A cautionary tale of relying on the automatic backups in SharePoint Online

Microsoft Stores Backups For 14 Days, But Restores Them in 15

So Microsoft keeps 14-day rolling backups of your SharePoint Online sites. That’s awesome – no need to take backups anymore, right?

Not so fast. It’s not always so easy, and by just relying on these backups, you risk losing your data. Forever, I might add.

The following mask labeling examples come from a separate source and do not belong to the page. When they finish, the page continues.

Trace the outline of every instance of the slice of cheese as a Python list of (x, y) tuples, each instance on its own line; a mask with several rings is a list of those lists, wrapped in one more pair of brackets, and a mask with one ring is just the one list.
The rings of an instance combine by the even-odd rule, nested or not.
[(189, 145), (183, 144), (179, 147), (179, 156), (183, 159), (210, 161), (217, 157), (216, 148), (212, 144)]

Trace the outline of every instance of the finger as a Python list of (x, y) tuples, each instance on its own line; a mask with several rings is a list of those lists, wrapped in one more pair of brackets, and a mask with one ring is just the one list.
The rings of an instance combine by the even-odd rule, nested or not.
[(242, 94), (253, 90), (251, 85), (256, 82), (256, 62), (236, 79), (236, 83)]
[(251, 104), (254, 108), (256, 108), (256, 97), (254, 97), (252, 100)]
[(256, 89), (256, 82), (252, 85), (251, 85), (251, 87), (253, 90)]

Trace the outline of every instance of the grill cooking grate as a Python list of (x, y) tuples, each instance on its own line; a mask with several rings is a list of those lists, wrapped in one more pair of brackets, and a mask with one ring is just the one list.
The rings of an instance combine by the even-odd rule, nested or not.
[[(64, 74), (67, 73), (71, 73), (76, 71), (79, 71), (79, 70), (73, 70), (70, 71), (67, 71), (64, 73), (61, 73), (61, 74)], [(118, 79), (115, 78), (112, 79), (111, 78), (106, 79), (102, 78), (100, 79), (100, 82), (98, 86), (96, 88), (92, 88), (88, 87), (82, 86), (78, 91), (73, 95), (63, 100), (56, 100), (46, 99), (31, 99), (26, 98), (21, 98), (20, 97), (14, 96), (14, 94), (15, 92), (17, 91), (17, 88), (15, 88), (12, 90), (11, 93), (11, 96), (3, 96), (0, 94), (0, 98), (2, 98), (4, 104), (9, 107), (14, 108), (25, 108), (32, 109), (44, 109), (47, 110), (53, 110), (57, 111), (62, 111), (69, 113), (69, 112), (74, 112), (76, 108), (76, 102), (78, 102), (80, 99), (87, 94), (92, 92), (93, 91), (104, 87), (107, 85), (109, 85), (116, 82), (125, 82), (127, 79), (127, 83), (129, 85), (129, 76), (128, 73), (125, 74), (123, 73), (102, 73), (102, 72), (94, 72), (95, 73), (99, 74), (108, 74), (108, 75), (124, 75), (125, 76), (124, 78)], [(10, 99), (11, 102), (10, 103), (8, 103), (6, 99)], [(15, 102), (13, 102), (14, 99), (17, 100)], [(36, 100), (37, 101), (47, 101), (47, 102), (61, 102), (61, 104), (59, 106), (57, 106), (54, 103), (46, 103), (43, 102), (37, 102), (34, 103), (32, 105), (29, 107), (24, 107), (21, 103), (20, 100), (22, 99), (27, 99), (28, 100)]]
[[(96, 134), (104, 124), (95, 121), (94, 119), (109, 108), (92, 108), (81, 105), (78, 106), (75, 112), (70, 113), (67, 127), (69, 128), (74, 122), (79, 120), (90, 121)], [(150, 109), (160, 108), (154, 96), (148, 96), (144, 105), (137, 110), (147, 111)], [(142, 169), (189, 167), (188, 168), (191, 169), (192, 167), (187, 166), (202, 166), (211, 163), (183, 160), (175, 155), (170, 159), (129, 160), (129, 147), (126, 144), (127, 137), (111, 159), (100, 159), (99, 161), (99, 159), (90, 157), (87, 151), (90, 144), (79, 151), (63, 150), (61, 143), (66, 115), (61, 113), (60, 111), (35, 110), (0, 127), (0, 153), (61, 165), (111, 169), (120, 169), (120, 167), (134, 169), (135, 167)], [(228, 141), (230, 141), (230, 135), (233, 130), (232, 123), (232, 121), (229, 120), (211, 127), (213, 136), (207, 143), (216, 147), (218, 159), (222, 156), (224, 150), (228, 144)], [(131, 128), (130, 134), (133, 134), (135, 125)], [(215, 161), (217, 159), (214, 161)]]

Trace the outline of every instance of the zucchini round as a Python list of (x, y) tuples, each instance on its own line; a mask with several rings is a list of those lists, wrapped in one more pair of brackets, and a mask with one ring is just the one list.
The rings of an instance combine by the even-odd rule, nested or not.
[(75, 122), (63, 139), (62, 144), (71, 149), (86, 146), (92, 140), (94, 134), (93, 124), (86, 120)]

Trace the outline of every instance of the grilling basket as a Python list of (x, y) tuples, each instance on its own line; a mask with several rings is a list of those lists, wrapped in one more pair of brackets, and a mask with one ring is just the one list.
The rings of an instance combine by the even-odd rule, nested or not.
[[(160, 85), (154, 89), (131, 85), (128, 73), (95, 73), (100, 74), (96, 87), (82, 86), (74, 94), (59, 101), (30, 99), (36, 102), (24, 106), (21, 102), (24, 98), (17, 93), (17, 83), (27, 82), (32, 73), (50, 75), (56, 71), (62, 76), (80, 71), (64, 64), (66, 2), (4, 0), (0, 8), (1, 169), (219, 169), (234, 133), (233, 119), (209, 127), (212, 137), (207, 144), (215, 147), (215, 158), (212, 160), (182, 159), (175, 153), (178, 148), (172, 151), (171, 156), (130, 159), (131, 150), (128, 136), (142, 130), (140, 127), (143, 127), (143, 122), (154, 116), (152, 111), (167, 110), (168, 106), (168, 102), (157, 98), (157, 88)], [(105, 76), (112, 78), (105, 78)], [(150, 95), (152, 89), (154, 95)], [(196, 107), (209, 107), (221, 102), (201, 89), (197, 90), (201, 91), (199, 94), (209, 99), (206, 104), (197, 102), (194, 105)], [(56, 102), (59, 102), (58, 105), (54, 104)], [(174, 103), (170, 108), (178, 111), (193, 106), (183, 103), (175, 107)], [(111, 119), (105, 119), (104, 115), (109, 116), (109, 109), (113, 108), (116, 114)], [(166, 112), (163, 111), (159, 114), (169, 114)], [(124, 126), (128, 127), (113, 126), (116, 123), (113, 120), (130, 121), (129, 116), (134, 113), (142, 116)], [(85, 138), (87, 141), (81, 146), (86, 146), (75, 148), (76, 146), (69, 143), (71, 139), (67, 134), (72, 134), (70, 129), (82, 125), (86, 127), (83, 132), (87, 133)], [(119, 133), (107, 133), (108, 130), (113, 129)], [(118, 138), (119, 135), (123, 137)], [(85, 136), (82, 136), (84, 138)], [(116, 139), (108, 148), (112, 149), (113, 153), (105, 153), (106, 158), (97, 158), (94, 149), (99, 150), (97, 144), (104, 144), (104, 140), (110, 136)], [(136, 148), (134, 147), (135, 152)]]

This cautionary tale is about SharePoint Online, but I’d say you’ll need to take caution anytime you’re dealing with Microsoft’s automatic backups. The story starts with the client doing something unwise – a prime example would be them removing the root web of their classic SharePoint Site Collection (don’t do that!). 

Preface

A few days ago I got an interesting email newsletter from the folks at SPTechCon. They shared a blog post by Backupify, a cloud backup company. The blog post is pretty commercial, and normally, I’d dismiss the post as marketing, but this time it actually reminded me of a fairly difficult experience I had with Microsoft’s included backup functionality in SharePoint Online.

Data security is not just about being safe from data breaches, but it’s also about conserving the data – keeping it safe from accidental removal! In that process, backups are extremely important, and luckily they are conveniently included in your normal Office 365 subscription. 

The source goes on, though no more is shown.